S. MORI, Pievi della diocesi volterrana antica, in "Rassegna volterrana" LXVII

8. LURIANO Parrocchia dei SS. Giovanni Decollato e Biagio (Comune di Monticiano) Ex diocesi di appartenenza: Volterra
SCALVAIA Parrocchia di S. Giovanni Battista (Comune di Monticiano) Ex diocesi di appartenenza: Volterra


E' ricordata come pieve di S. Maria nelle bolle di Alessandro III del 1171 e del 1179. Succursale della pieve di Monticiano, risulta nella visita del 1327 pessimamente tenuta. La visita del 1507 la vede unita a S. Vincenzo de Fulguri e a S. Biagio a Scalvaia e quella del 1576 a S. Giovanni di Chiusdino "qua distat per tria miliaria, duobus fluminibus intermediis Mersa et Seggia nuncupatis". Assunta la titolazione dei SS. Giovanni e Biagio, continuò a far parte della diocesi volterrana fino al 1954, anno in cui fu annessa a Siena. Da alcuni anni la sede parrocchiale era stata trasportata a Scalvaia. La chiesa di S. Giovanni Decollato a Scalvaia, ricordata in un testamento del 1248, è menzionata con il nome di S. Biagio di Farma nel 1327 come appartenente al plebanato di Luriano. La visita del 1414 la indica "commensalis" della suddetta pieve di S. Vincenzo de Fulguri mentre quella del 1437 la descrive sotto il titolo dei SS. Biagio e Lorenzo di Farma.
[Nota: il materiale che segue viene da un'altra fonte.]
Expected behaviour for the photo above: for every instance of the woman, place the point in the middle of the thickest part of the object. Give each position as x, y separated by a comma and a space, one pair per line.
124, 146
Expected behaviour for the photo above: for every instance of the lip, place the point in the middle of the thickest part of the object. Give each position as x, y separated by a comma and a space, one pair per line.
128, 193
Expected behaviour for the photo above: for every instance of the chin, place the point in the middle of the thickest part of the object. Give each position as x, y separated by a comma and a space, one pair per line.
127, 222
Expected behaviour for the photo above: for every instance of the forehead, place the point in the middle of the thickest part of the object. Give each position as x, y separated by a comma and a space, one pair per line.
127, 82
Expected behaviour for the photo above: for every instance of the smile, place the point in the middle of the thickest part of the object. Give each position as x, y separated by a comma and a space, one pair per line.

Nel 1507 era sempre annessa a Luriano e in buone condizioni, mentre S. Vincenzo minacciava rovina. Nel 1954 passò alla diocesi di Siena e negli anni precedenti aveva riunito nella propria sede la titolarità di Luriano. Attualmente è compresa nella vicaria di Val di Merse - Maremma.

Mori, Pievi della diocesi volterrana cit.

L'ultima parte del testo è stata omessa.